The central bank said lenders should urge clients who transferred at least $500,000 abroad from July 2017 until now to deposit 15 percent of the amount for five years within Lebanon. Politically exposed persons (PEP) should deposit 30 percent of the amount transferred, in order to boost liquidity, it said.
Officials have in the past accused bankers of transferring billions of dollars outside Lebanon to evade capital controls and protect their money during the crisis.
“The circulars issued by the Central Bank are important steps to improve the liquidity, solvency, capital adequacy and governance of the banking system to help reinforce the overall financial standing of banks and regain the overall confidence factor with time.”, Marwan Barkat, group chief economist and head of research of Bank Audi told Arabian Business.

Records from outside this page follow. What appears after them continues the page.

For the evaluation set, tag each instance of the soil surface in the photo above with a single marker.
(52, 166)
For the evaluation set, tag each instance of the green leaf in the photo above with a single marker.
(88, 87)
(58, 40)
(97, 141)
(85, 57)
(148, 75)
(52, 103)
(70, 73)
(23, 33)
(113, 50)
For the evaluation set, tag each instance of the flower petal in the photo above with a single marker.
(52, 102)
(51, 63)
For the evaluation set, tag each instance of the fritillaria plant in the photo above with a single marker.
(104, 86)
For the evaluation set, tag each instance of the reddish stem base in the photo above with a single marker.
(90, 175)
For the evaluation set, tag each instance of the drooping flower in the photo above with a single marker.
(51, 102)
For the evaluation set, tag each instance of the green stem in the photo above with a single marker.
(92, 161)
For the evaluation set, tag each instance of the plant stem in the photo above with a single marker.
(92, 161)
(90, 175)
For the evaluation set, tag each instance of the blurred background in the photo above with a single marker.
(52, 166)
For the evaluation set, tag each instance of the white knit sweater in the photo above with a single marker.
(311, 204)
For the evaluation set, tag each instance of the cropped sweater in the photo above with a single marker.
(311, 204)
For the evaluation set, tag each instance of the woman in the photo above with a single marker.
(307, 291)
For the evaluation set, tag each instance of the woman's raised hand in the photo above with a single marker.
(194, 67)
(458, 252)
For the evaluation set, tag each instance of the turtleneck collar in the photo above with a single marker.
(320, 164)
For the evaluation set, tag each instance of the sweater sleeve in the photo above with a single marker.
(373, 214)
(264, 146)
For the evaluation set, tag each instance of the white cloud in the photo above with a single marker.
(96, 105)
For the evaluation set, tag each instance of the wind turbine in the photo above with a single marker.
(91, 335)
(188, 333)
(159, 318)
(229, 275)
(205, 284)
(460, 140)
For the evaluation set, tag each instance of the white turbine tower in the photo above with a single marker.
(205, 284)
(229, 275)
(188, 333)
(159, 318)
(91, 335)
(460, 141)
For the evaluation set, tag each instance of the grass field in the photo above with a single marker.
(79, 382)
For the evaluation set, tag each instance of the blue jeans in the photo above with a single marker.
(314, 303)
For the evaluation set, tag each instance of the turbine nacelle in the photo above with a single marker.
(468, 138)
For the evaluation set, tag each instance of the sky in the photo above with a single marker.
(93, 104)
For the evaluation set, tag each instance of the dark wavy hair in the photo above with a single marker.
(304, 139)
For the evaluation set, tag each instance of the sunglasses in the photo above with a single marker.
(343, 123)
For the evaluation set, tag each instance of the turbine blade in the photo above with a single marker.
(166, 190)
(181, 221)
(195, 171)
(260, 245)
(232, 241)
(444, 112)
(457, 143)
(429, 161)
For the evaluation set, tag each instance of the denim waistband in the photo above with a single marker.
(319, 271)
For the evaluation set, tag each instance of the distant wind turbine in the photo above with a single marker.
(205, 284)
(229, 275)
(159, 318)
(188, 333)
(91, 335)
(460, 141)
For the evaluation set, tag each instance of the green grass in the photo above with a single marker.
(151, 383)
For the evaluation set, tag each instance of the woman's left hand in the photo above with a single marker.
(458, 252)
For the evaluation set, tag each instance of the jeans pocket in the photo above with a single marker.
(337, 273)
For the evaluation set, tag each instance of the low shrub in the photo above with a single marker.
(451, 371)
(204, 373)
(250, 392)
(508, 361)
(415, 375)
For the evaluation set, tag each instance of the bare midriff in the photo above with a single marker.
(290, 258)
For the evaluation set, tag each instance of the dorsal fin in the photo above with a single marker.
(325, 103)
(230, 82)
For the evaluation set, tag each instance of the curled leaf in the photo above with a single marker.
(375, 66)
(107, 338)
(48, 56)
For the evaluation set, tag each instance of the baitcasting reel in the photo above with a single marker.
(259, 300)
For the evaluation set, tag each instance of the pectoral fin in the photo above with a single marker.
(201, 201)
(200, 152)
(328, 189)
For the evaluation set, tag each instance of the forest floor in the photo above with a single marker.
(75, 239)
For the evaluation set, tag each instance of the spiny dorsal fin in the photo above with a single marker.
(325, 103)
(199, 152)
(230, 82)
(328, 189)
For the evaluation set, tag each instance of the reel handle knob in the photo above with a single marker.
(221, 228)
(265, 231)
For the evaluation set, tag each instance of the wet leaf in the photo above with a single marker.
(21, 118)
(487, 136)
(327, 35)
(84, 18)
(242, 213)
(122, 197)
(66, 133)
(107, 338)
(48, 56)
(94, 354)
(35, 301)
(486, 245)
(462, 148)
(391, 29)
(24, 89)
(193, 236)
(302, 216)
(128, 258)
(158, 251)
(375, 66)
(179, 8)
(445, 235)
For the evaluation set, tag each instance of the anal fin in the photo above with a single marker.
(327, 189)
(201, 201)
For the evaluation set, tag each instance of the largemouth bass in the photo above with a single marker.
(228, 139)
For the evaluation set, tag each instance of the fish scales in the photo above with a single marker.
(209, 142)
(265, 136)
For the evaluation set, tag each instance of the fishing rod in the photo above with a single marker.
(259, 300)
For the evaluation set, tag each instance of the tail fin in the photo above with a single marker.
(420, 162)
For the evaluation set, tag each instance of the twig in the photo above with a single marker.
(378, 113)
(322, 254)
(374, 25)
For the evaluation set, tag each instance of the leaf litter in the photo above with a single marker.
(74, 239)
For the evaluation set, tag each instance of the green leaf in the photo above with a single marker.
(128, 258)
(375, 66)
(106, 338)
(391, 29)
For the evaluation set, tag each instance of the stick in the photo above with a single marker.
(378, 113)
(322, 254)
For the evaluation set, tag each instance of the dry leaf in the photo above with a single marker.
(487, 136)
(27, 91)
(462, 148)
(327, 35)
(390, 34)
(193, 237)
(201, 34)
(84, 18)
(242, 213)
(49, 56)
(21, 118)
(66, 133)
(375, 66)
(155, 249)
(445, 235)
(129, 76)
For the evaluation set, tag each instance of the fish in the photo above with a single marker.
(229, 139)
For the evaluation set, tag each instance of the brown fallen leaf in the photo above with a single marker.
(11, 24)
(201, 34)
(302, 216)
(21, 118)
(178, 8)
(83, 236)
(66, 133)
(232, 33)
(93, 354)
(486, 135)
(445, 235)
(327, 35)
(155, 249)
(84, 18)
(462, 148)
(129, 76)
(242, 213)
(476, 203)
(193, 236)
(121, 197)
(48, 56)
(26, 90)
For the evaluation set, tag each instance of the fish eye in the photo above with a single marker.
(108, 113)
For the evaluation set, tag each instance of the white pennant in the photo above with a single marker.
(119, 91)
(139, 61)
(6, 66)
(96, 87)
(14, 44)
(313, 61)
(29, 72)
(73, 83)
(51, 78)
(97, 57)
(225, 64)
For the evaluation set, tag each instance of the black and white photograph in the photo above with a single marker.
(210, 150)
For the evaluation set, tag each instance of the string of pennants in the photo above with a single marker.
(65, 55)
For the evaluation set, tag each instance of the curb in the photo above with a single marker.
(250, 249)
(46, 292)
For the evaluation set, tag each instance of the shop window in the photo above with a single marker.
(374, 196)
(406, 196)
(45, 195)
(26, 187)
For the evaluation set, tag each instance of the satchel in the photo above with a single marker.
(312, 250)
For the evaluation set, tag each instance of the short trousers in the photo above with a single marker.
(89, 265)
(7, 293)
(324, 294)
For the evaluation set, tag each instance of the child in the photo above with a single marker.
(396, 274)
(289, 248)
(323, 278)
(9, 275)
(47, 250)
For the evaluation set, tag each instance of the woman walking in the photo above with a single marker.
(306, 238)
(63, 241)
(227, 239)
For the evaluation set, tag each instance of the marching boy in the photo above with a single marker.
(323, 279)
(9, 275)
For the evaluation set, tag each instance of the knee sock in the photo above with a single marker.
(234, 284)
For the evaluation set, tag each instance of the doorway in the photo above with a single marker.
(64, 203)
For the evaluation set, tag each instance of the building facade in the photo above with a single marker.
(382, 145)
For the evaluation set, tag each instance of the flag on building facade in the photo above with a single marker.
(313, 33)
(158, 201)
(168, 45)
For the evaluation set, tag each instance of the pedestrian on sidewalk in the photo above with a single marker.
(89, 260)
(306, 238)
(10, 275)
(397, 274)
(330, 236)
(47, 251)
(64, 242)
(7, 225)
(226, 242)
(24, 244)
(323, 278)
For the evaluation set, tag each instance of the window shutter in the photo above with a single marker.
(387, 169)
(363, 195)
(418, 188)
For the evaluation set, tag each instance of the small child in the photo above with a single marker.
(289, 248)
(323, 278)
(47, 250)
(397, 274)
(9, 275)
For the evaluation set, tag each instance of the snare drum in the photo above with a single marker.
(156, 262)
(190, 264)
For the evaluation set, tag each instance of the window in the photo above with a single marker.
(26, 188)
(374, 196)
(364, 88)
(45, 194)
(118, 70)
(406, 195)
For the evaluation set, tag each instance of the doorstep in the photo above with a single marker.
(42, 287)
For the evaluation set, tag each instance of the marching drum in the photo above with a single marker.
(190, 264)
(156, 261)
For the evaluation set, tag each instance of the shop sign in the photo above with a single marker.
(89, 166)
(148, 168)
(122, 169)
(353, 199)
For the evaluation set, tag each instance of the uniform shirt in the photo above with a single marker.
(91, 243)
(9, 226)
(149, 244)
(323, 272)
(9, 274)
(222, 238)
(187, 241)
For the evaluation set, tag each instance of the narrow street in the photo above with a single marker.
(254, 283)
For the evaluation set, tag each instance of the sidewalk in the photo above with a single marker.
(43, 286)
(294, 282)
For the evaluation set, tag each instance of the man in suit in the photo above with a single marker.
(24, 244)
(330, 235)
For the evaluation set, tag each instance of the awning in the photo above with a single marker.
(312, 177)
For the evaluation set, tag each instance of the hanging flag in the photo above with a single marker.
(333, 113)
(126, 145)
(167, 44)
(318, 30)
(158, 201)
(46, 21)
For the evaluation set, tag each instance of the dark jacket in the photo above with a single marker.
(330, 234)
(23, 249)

But he added: “This has yet to be accompanied with strict adjustment measures on behalf of the State to adjust its public finances, which remain the main vulnerability of the country’s economy and its financial system.”
As the Central Bank of Lebanon predicted losses of 45 percent in the holdings of Treasury bonds in foreign currency, the local banks were informed to set aside provisions for a loss of 1.89 percent on their hard currency deposits with the Central Bank, with maturities of less than a year, without accounting for losses on their holdings of certificates of deposit in Lebanese pounds.
The banks have a five-year period to set aside the provisions, which could be extended to ten years, subject to the approval of the Central Bank.
It seems the old Lebanese banking system relying on overseas dollars and paying higher interest rates to attract funds is over, but the new system is yet to be drafted.